La Syrie traverse une période critique de son histoire, marquée par le renversement de Bachar el-Assad après plus d’une décennie de guerre civile. Cette chute, fruit d’un enchevêtrement d’acteurs locaux et internationaux, a laissé place à une nouvelle figure controversée : Khaled al-Nouri, ancien cadre de Daech, qui affirme avoir renié son passé et se présente comme le garant d’un avenir stable pour le pays. Cette transition inattendue soulève de nombreuses interrogations : la Syrie est-elle sur le chemin d’une réconciliation durable, ou court-elle le risque de devenir une nouvelle Libye ou un nouvel Afghanistan ?
Depuis 2011, la Syrie est le théâtre d’un conflit complexe, déclenché par des manifestations contre le régime autoritaire de Bachar el-Assad. La militarisation du soulèvement, combinée à l’émergence de groupes jihadistes tels que Daech, a plongé le pays dans un chaos sans précédent. La victoire militaire d’al-Nouri, s’appuyant sur des alliances fluctuantes et un discours de rédemption, a mis fin au règne de Bachar el-Assad, mais non aux divisions profondes qui fracturent la société syrienne.
L’ascension de Khaled al-Nouri redessine les cartes de la géopolitique syrienne. Si son discours prône la réconciliation, son passé suscite méfiance et critiques. Cette situation rappelle les dynamiques post-Kadhafi en Libye, où l’effondrement du régime a laissé place à des luttes de pouvoir soutenues par des acteurs étrangers aux intérêts divergents. En Syrie, ces intérêts sont tout aussi complexes : la Russie, après avoir soutenu Bachar el-Assad, pourrait chercher à maintenir une influence stratégique dans le pays, mais son alliance avec al-Nouri reste incertaine. L’Iran, qui a investi lourdement dans la préservation du régime Assad, risque de perdre une partie de son poids face à ce nouvel ordre. La Turquie surveille de près les ambitions kurdes, et toute recomposition politique devra prendre en compte ses préoccupations sécuritaires. Les États-Unis et l’Occident, focalisés sur la lutte contre le terrorisme, hésitent à soutenir un homme dont les liens passés avec Daech sont encore frais dans les mémoires.
La prise de pouvoir de Khaled al-Nouri pourrait mener la Syrie vers une instabilité chronique si les conditions suivantes ne sont pas remplies : un véritable consensus politique, sans inclusion des différents acteurs syriens, le risque d’un retour à la violence est élevé.
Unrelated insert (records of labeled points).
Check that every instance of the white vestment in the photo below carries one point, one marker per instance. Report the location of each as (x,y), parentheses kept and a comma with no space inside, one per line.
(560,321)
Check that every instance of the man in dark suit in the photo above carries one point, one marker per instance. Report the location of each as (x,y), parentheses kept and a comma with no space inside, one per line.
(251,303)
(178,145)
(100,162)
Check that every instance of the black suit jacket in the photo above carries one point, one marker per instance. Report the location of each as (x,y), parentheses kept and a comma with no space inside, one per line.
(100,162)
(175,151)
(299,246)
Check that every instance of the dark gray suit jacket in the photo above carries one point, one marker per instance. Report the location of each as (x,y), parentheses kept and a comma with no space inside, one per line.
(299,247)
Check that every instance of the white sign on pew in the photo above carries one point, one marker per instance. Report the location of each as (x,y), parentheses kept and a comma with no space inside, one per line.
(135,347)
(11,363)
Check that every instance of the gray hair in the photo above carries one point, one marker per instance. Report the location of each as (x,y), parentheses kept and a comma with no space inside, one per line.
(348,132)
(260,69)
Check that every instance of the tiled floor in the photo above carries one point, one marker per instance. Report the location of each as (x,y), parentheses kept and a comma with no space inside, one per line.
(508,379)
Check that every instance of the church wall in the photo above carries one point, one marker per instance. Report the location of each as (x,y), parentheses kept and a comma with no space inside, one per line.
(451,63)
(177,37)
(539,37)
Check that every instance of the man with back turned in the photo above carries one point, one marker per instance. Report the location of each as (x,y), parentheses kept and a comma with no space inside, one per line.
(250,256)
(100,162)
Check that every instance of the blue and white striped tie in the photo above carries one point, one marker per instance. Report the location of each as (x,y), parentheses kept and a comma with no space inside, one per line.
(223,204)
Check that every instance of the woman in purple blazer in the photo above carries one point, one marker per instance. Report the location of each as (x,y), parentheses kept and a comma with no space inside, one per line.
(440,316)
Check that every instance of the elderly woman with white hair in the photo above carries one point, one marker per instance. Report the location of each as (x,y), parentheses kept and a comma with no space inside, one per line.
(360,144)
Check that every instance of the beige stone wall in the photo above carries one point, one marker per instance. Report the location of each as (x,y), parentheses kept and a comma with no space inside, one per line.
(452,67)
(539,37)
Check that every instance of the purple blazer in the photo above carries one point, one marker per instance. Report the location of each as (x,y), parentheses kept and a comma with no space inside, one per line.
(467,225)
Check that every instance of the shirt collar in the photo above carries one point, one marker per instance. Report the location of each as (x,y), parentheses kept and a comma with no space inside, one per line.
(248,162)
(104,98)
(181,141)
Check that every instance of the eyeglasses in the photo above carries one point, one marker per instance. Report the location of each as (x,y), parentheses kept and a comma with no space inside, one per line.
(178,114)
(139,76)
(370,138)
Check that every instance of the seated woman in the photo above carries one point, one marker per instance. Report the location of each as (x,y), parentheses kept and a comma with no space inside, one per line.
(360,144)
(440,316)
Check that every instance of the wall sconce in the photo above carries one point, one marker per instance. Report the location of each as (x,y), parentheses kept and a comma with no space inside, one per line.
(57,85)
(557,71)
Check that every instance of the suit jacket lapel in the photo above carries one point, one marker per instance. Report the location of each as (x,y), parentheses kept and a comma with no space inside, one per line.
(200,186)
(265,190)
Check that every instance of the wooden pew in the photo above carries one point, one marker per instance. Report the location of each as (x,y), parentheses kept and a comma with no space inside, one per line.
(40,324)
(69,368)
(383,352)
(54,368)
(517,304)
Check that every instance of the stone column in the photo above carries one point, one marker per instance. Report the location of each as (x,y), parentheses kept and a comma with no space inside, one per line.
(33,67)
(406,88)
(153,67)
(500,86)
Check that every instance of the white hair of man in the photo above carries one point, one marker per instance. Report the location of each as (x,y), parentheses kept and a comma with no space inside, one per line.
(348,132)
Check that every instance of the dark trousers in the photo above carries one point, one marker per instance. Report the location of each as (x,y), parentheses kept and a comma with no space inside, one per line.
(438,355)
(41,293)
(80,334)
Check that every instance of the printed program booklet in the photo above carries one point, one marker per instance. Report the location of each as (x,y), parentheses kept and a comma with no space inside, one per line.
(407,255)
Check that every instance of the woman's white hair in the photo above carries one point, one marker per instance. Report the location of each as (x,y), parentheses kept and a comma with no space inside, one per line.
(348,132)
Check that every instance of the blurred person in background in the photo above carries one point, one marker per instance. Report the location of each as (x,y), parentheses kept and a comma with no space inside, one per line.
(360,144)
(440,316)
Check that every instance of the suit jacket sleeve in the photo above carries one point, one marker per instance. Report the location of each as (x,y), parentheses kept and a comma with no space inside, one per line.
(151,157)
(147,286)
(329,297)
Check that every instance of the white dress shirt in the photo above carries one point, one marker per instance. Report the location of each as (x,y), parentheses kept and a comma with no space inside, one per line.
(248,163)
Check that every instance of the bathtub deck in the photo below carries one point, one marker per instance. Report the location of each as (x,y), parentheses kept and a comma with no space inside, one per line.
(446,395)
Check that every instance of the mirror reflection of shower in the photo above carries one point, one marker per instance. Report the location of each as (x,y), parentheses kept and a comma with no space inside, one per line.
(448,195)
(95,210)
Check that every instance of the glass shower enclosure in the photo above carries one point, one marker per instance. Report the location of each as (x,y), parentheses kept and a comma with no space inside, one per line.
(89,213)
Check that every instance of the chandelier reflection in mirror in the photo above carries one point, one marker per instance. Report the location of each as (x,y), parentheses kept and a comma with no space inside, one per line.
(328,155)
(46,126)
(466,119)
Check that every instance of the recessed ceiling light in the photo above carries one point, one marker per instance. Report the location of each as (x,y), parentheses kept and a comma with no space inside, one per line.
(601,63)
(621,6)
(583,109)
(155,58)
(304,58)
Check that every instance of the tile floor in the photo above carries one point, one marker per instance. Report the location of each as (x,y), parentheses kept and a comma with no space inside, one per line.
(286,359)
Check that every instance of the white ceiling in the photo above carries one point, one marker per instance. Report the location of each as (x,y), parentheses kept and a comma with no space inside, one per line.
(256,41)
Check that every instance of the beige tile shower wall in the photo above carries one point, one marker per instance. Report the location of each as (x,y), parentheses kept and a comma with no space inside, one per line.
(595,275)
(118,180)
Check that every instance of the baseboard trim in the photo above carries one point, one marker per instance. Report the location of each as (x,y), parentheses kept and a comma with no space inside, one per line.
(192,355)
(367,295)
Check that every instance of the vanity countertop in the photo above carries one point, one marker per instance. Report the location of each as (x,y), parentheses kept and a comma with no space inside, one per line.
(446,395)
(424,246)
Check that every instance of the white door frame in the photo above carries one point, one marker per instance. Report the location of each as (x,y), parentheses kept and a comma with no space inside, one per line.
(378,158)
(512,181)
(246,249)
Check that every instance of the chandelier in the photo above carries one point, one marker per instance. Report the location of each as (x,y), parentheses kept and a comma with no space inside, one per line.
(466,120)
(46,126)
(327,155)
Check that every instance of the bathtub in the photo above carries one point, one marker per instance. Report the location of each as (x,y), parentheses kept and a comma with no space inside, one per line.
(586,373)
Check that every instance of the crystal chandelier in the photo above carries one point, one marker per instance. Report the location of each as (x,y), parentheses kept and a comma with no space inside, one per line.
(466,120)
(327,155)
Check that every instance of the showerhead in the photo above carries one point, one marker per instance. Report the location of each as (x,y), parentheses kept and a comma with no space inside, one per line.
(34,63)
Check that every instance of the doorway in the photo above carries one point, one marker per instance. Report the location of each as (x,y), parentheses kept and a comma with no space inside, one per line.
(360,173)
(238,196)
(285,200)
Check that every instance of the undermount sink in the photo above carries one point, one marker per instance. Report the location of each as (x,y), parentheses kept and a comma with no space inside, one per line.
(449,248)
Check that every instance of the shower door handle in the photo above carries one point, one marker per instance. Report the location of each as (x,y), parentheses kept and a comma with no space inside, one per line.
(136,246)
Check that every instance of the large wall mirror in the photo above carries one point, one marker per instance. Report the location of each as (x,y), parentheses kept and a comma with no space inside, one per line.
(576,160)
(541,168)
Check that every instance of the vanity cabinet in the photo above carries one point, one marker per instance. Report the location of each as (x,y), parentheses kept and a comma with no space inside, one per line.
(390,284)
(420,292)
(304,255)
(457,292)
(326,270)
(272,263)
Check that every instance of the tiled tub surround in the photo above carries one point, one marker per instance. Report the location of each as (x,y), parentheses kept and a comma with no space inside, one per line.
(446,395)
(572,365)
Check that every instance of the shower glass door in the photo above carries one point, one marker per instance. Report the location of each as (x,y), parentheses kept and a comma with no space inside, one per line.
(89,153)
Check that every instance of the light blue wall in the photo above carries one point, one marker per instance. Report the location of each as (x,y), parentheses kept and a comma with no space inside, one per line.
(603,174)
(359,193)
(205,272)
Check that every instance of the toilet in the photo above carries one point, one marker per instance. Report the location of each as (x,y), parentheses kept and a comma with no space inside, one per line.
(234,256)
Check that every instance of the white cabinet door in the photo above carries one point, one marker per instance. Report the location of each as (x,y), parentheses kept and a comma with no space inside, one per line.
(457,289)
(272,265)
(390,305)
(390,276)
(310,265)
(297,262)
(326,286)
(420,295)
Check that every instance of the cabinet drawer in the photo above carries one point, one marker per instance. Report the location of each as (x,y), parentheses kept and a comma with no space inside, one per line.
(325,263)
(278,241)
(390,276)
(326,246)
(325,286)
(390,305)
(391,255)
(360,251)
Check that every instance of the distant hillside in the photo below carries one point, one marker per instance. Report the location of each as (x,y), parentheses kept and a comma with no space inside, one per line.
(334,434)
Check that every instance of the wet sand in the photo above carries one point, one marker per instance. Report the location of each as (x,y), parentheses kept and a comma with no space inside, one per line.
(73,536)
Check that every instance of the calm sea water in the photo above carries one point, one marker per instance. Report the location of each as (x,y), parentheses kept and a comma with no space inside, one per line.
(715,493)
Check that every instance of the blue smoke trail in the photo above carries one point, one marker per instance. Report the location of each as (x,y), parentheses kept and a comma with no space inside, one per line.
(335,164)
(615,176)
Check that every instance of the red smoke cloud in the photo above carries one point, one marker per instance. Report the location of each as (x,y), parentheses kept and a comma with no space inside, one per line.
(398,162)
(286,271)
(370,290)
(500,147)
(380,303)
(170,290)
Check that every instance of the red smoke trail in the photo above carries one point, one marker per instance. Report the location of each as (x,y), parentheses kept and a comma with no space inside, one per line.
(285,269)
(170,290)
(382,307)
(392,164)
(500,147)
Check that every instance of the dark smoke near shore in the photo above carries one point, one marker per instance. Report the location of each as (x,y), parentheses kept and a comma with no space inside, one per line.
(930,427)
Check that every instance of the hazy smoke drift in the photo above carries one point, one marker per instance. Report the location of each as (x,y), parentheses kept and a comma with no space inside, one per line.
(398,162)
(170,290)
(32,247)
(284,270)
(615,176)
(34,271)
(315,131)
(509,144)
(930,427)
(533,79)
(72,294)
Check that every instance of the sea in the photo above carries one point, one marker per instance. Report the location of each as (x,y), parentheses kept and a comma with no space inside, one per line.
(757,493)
Un encadrement international clair, car l’absence d’une stratégie commune entre les puissances étrangères risque d’alimenter les tensions, comme cela a été observé en Libye. Une réhabilitation crédible, puisque le passé de Khaled al-Nouri reste un obstacle majeur à sa légitimité. Toute tentative de stabilisation devra s’accompagner d’une clarification sur son rôle dans le conflit syrien. La comparaison avec l’Afghanistan est également pertinente. Comme les talibans, al-Nouri pourrait chercher à réintégrer des anciens jihadistes dans son administration, ce qui soulèverait des préoccupations sécuritaires à l’échelle mondiale.
La Syrie, à ce carrefour historique, illustre une fois de plus la complexité des transitions post-conflit. Khaled al-Nouri, en dépit de son discours de rédemption, incarne une figure controversée qui polarise tant au niveau national qu’international. Si les puissances mondiales et régionales ne parviennent pas à aligner leurs efforts pour stabiliser le pays, la Syrie risque de sombrer dans un cycle de violence et de fragmentation, rappelant tragiquement la trajectoire de la Libye ou de l’Afghanistan. Pourtant, une opportunité existe : celle d’un dialogue inclusif, d’une reconstruction institutionnelle sérieuse, et d’un encadrement international cohérent. Seule une telle approche pourrait transformer cette période de transition en un véritable tournant pour la Syrie et éviter qu’elle ne devienne un nouvel exemple des échecs des interventions internationales.